Among the bonsai

Heading to this year’s bonsai expo, I expected to meet a few eccentrics. Bonsai, after all, is an art that combines horticulture with heightened aesthetic sensibilities and obsessive compulsiveness.

I was, put simply, hoping for weirdos I could write the shit out of.


SMALL TREES, LARGE LABOUR: Bonsai on display
Photos by Neda Pandza

Heading to this year’s bonsai expo, I expected to meet a few eccentrics. Bonsai, after all, is an art that combines horticulture with heightened aesthetic sensibilities and obsessive compulsiveness.

I was, put simply, hoping for weirdos I could write the shit out of.

On that front, the annual expo — hosted by the Société de bonsai et de penjing de Montréal — started well: Within 10 minutes, a man dressed in a Hawaiian shirt, sandals and socks told me, “A bonsai tree is like a woman in an evening gown. Some are thin, some fat. Personally, I like them thick, but everyone’s different.”

Ordinarily, this kind of unsolicited observation from someone in cruise wear would seem a bit creepy, but, as I would come to discover, the local bonsai community — among the largest in North America — is one of the friendliest and most even-keeled groups of people I’ve ever encountered. Quasi-philosophical comments like these are sort of normal.


TRIP OUT, BRO: Horticultural artistry

I had been invited to the event by Beniamino Conte, a short, thin auto mechanic with an unassuming air and even gentler voice — the kind of person who is deeply reflective, patient and thoughtful, but not exactly expressive (“My father gets tongue tied,” his daughter told me).

Over the last few years, Conte has turned the garden at his Laval home into a bonsai shrine, with an impressive and unexpected array of trees; seeing it can give you a sudden pang for Mr. Miyagi-like mentorship. “I always liked gardening, small plants and trees especially, but they always died,” he told me. “Slowly, I learned about form, roots, earth. I learned how to keep them alive…but it takes time.”

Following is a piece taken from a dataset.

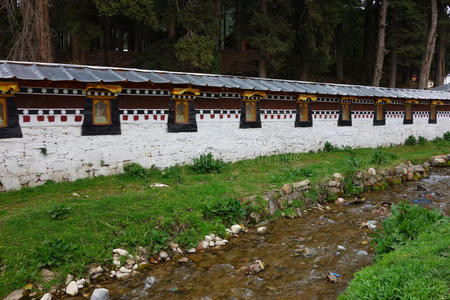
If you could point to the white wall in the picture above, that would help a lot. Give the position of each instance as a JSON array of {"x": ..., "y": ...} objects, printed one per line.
[{"x": 70, "y": 156}]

Conte’s bonsai instruction has been heavily influenced by one man — a man he calls “the master”: David Easterbrook. And Conte’s not alone. Talk to enough local bonsai artists, and you’ll start to picture Easterbrook as a chanting, robed figure that walks on water.

In reality, though, he’s a slightly rotund 62-year-old man with a kind, oval face, deep, help-me-I’m-lost-at-sea blue eyes and the beaming, trustworthy smile you’d expect of a Mr. Rogers impersonator.

Easterbrook’s passion for bonsai began in the early ‘70s, when the green-thumbed young man received a book on the subject. “It was a whole new world, and so exciting! But there wasn’t a bonsai store; you couldn’t even find the tools,” he said.

“You can start with a young tree, and really develop it, almost like a baby. But then, older trees start developing character, like humans. They have an aura about them, a charisma. You learn how to respect them.”

Easterbrook’s trees are imbued with a symmetrical subtlety, an unfussy artistry that’s difficult to put into words but easy to spot when displayed among 51 other bonsai trees. It was one of the only things that stood out to me at first.

“We have to train our eyes to see the beauty within the tree,” Johanne Lafontaine, communications director of Société de bonsai et de penjing de Montréal, had told me. “We want to ‘turn’ into a bonsai and use our techniques to achieve our vision,” she said.

I had no idea what that meant, and initially, the trees looked liked skeletal, nightmarish landscapes — a kind of visual representation of mental instability, akin to looking at an acid trip (otherwise put, it was awesome). With Conte’s help, though, I started also seeing the aluminum wires and effort, the battle to impose a sense of order to randomness. It’s a battle that can take decades, making each tree a tiny triumph of the will.

That kind of commitment can be difficult to understand, so much so that I had to turn to Easterbrook, the master himself, who told me, “A lot of people ask why there’s such an interest in bonsai. I think it’s just that people like to play god.”